The cluster of camera crews may have been in town to cover Oprah Winfrey's upcoming rally for Sen. Barack Obama, D-Illinois, but Huckabee was happy to put on a show for them a day early.
Hoisting himself up on a step ladder above the noisy elbow-to-elbow crowd, he gave a rousing speech laced with his trademark wit and intriguing brand of Republican populism ("I'm a conservative, but I'm not mad at anybody," he likes to say).
Huckabee implored the audience to vote in the January 19 GOP primary.
"We need to be able to nail something down after coming out of Iowa and New Hampshire," he said. "We want to put down some deep roots here."
Huckabee will run his first television ad in South Carolina on Monday, a family-friendly 30-second spot called "A Better America."
U.S. Rep. Bob Inglis, who represents the Greenville-Spartanburg area, jumped off the fence to endorse Huckabee last month. Inglis said his candidate "has the authenticity and transparency" to attract new voters.
"I see he and Obama as very similar in what they're trying to do," Inglis said, referring to the latter's willingness to break with party orthodoxy on certain issues.
"I think that Huckabee has got to find a way say things that need to be said, that we're not going to scare them into voting for us, we're not going to demonize Democrats, we're not going to hate immigrants," Inglis said. "We're going to be rooted in principle and focused on the future, and that's what I think he's found."

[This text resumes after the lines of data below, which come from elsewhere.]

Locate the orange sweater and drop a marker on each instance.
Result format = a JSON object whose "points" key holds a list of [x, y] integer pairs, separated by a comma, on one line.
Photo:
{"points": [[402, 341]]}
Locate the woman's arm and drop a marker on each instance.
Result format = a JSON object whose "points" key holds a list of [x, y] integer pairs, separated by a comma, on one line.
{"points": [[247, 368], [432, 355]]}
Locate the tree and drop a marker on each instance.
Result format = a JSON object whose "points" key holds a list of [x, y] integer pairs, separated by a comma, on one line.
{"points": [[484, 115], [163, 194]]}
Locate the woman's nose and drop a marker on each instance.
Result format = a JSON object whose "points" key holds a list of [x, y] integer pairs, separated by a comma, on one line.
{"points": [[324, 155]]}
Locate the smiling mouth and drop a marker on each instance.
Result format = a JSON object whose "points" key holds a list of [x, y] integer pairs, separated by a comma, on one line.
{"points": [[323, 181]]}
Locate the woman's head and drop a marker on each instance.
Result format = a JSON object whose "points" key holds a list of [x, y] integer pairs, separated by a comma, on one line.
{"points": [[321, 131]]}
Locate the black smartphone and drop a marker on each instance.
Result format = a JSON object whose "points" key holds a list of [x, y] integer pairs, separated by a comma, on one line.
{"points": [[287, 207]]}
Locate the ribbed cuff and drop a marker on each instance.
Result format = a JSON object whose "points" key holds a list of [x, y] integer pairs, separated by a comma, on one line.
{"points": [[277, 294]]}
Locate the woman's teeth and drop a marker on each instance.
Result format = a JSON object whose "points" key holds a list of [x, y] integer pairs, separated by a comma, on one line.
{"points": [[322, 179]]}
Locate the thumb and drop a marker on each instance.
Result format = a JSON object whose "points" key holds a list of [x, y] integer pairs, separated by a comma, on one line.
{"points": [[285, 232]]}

As Huckabee begins to cut into his opponents' support among evangelical Christians, who account for about half of GOP primary voters in South Carolina according to a recent Associated Press poll, the arrows are beginning to come out.
The Romney and Thompson campaigns, both vying for support among social conservatives, have issued a salvo of press releases in recent weeks attacking Huckabee's record on taxes and immigration.
On the Sunday morning after Thanksgiving, while Huckabee was giving a sermon at a Baptist church near Greenville, the Thompson camp sent out three e-mail attacks on Huckabee in the course of about 20 minutes.
He also has faced some anonymous dirty tricks: On Sunday, mysterious fliers accusing Huckabee of "lying" about his role in the Wayne DuMond parole controversy were left on car windshields outside his Greenville campaign stop.
The flier said it is sponsored by Lynchburg Christian Students for the Truth, but CNN has been unable to confirm the existence of any group with that name.
Huckabee also lacks the deep pockets of nearly all his GOP rivals, particularly Romney. Huckabee's grass-roots support in South Carolina, while loyal and enthusiastic, lacks the organization and funding of Romney's ground game here.
However, with the holiday season in full swing, Huckabee also may be peaking at the right time.
"Christmas is coming up; there's going to be some bowl games, and politics will be on the back burner except for in the mail," said South Carolina GOP Chairman Katon Dawson. "As soon as Santa Claus comes down the chimney and leaves, here come the candidates."